Housing in California is expensive and impossible to find. The Advanture Co. is a new startup that aims to set people free with its comfortable and efficient mobile campers.
Amid the worst housing crisis in California history, one innovative startup is offering a mobile solution. The Advanture Co. is a brand-new initiative to convert cargo vans into fully customized rolling homes. The startup, which is based in Santa Cruz County, is a lot more than just a van conversion company, though. These partners are promoting a lifestyle that sets people free from the beaten track.
The company is the brainchild of brothers Scott and Brandon Nelson, who work closely with co-founder and builder Shane Titus to add a host of custom amenities to these durable cargo vans including soundproofing materials, showers, stoves, bathroom facilities, heating, air-conditioning, and lighting, all powered by solar technology.
Their first project came about when Brandon Nelson was working at GoPro in infamously expensive San Mateo, California, and decided to join the other “dudes” living in the company’s parking lot. Meanwhile, Scott started an Instagram account to feature their work — and before long they were fielding requests for advice and ultimately orders for their remarkable creations.
The process is pretty straightforward, according to Scott. People bring their vans to The Advanture Co., where Scott does a long debrief on their desires, their goals, and what they want to accomplish using the van. After refining the estimate and focusing on what the customer needs and can afford, the team goes to work. The company is currently only working on one van at a time, with builds taking anywhere from three weeks to a few months. They also offer a wide range of options, ranging from a basic build for $20,000 plus to extensive appliance additions that can run north of $80,000.
The company also lovingly curates the materials used in the conversions, ranging from ordering hyper-specific products from overseas suppliers to a recent conversion where the team sourced wood from an 800-year-old redwood tree to craft a custom-built countertop.
“It’s an extremely hands-on process. I spend hours with each customer, making sure they get exactly what they want.”
“It’s an extremely hands-on process,” Scott Nelson, who uses his MBA to guide the company’s growth, told Digital Trends. “I spend hours with each customer, making sure they get exactly what they want. We even send along pictures and video updates to our customers individually as we move through the build.”

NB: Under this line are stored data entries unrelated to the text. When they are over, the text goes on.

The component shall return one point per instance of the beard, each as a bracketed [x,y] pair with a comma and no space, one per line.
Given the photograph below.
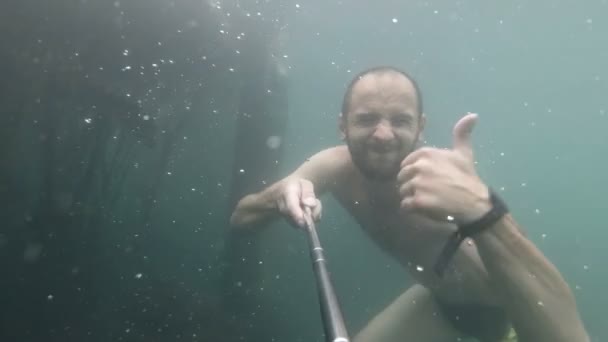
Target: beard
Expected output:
[378,163]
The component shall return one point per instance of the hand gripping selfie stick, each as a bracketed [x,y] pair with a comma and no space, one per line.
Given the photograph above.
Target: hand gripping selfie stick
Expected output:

The process also forces these creators to invent solutions on the fly, because the end product is so specific.
“You’re building as you go,” says Scott. “You can draw up CAD plans and engineer the whole thing but when it comes to the build, none of that matters. No angle in these vans is plumb or flush; every single surface is angled. Then you also have to figure out the electrical and the plumbing in addition to the craftsmanship, not to mention that we’re running these vehicles completely off solar power. Every piece of the puzzle takes a lot of thought to come to life.”
It’s entirely possible to live in the vans, as well. In fact, The Advanture Co. is currently working with world-famous landscape photographer Chris Burkard to craft a comfortable yet utilitarian van for his travels. The company is also producing a series of inspirational short films about the project, which will be released over the next three to six months. It’s just one affiliation for the burgeoning company, which also fosters partnerships among companies like Prana, Red Bull, GoPro, and Polk Audio.
“This guy is the modern day Ansel Adams with 2.5 million Instagram followers,” Scott explains from the company’s base in Aptos, California. “He’s the face of any outdoor apparel brand that can afford him. We’re just about finished with the van that is going to facilitate his photography. I just sent him a video, and his response was basically that the van turned out so much better than he ever thought it would be.”
“They’re not cheap vehicles because you can drive up to a million miles in one. You’re more likely to die before it does if you do it right.”
The Advanture Co. does cater to nostalgia occasionally, converting the trusty old Westfalia and Volkswagen campers that trundle down the streets of Santa Cruz, but Scott’s recommended vans are the durable Sprinter vans produced for nearly two decades by Mercedes-Benz.
“If you’re looking for a vehicle with some real longevity that is also gas-efficient and completely functional, a Sprinter van is the way to go,” Scott says. “They’re not cheap vehicles because you can drive up to a million miles in one. You’re more likely to die before it does if you do it right.”
The company is also engaging in some interesting side projects, such as their current initiative to crowd-source a map of safe parking spots all over America. Ultimately, The Advanture Co. wants to be much more than just another garage. They’re spreading the gospel of the van lifestyle not just to free people from their mortgages and rents but to free up their creativity.
“We want to build vehicles that are insane that help people accomplish things,” Scott says. “It’s a lifestyle company that promotes the freedom of not being tied down. We enable people to pursue their dreams. Getting out of a rental is as easy as snapping your fingers. You can live completely off the grid and life very efficiently, and save a lot of money doing it. You can pull it off if you just try.”